IITM RL Final Project
BSuite Benchmark for Reinforcement Learning
This notebook uses an open-source reinforcement learning benchmark known as bsuite.
https://github.com/deepmind/bsuite
BSuite is a collection of carefully-designed experiments that investigate core capabilities of a reinforcement learning agent.
Your task is to use any reinforcement learning techniques at your disposal to get high scores on the environments specified.
Note: Since the course is on Reinforcement Learning, please limit yourself to using traditional Reinforcement Learning algorithms.

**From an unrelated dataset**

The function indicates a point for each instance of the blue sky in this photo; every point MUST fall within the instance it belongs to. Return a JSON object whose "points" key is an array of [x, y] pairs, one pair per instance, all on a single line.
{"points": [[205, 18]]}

Do not use deep reinforcement learning.
You will be implementing a traditional RL algorithm to solve 3 environments.
Environment 1: CATCH
In this environment , the agent must move a paddle to intercept falling balls. Falling balls only move downwards on the column they are in.
The observation is an array shape (rows, columns), with binary values: 0 if a space is empty; 1 if it contains the paddle or a ball.
The actions 3 discrete actions possible: ['stay', 'left', 'right'].
The episode terminates when the ball reaches the bottom of the screen.
Environment 2: CARTPOLE
This environment implements a version of the classic Cartpole task, where the cart has to counter the movements of the pole to prevent it from falling over.
The observation is a vector representing: (x, x_dot, sin(theta), cos(theta), theta_dot, time_elapsed)
The actions are discrete and there are 3 of them available: ['left', 'stay', 'right'].
Episodes start with the pole close to upright. Episodes end when the pole falls, the cart falls off the table, or the max_time is reached.
Environment 3: MOUNTAIN CAR
This environment implements a version of the classic Mountain Car problem where an underpowered car must power up a hill.
The observation is a vector representing: (x, x_dot, time_elapsed)
There are 3 discrete actions available: ['push left', 'no push', 'push right']
Episodes start with the car at the bottom of the hill with no velocity. An episode ends when you reach position x=0.5, or if 1000 steps have been completed.
Each environment has a NOISE variant which adds a scaled random noise to the received rewards. More details in the BSuite Paper.
🚀 Submission
Before submitting, make sure to accept the rules.
Go to the starter kit notebook and follow the instructions to implement your agent in the notebook.
🎯Scoring
We use BSuite's scoring system to determine score for each environment. The final score is the sum of all the test environments' scores.